Home Sales and Prices Fall Sharply

Sales of new homes plunged in August to their slowest pace in more than seven years as tighter credit and rising inventories continued to weigh down the housing industry. The grim statistics could foreshadow further economic weakness in the fourth quarter, analysts said.
The median price for a new home was down 7.5 percent from a year earlier, to $225,700, the steepest monthly price drop since December 1970.

The sales figures were released as KB Home, a large Los Angeles builder, reported a $35.6 million loss in its fiscal third quarter, or 46 cents a share, in contrast to a profit of $153.2 million, or $1.90 a share, in the period a year earlier. KB Home had a 32 percent drop in revenue, to $1.54 billion.

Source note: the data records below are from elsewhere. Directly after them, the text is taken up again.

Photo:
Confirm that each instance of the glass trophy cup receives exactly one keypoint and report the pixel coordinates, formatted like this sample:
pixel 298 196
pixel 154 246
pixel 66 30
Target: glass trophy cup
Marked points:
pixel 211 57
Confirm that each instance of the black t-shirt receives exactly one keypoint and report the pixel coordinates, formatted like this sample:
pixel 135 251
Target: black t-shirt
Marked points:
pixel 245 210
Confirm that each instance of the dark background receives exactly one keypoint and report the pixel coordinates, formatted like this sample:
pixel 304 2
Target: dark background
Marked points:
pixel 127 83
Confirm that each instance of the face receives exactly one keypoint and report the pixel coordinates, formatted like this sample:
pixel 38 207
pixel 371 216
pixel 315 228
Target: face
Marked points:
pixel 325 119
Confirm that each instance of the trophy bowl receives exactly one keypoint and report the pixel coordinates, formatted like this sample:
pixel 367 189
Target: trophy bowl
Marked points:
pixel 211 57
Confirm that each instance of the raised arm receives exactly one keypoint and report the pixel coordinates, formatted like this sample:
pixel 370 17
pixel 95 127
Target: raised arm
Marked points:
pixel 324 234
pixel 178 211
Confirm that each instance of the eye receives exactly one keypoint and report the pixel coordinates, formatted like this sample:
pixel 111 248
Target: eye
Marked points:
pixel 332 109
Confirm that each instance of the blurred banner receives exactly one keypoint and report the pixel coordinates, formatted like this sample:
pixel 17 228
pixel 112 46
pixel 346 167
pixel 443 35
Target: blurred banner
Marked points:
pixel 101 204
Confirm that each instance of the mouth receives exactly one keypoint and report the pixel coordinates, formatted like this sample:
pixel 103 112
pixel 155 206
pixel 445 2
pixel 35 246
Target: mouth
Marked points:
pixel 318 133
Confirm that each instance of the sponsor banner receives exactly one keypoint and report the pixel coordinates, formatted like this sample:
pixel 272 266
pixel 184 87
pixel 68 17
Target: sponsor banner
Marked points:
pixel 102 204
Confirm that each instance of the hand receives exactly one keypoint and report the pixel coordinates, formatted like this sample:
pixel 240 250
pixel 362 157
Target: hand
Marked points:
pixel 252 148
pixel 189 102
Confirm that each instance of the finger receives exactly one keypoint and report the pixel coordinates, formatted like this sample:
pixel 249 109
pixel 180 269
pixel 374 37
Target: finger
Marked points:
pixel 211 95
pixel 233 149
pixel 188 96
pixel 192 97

The company’s chief executive, Jeffrey T. Mezger, said in a statement yesterday: “Our third-quarter results reflect the seriously challenging market conditions that prevail for home builders across most of the nation. At this time, we see no signs that the housing market is stabilizing and believe it will be some time before a recovery begins.”
“Anybody that’s expecting a turnaround in housing anytime soon is going to be disappointed,” said Mike Schenk, a senior economist at the Credit Union National Association. “It’s going to be a long, slow process.”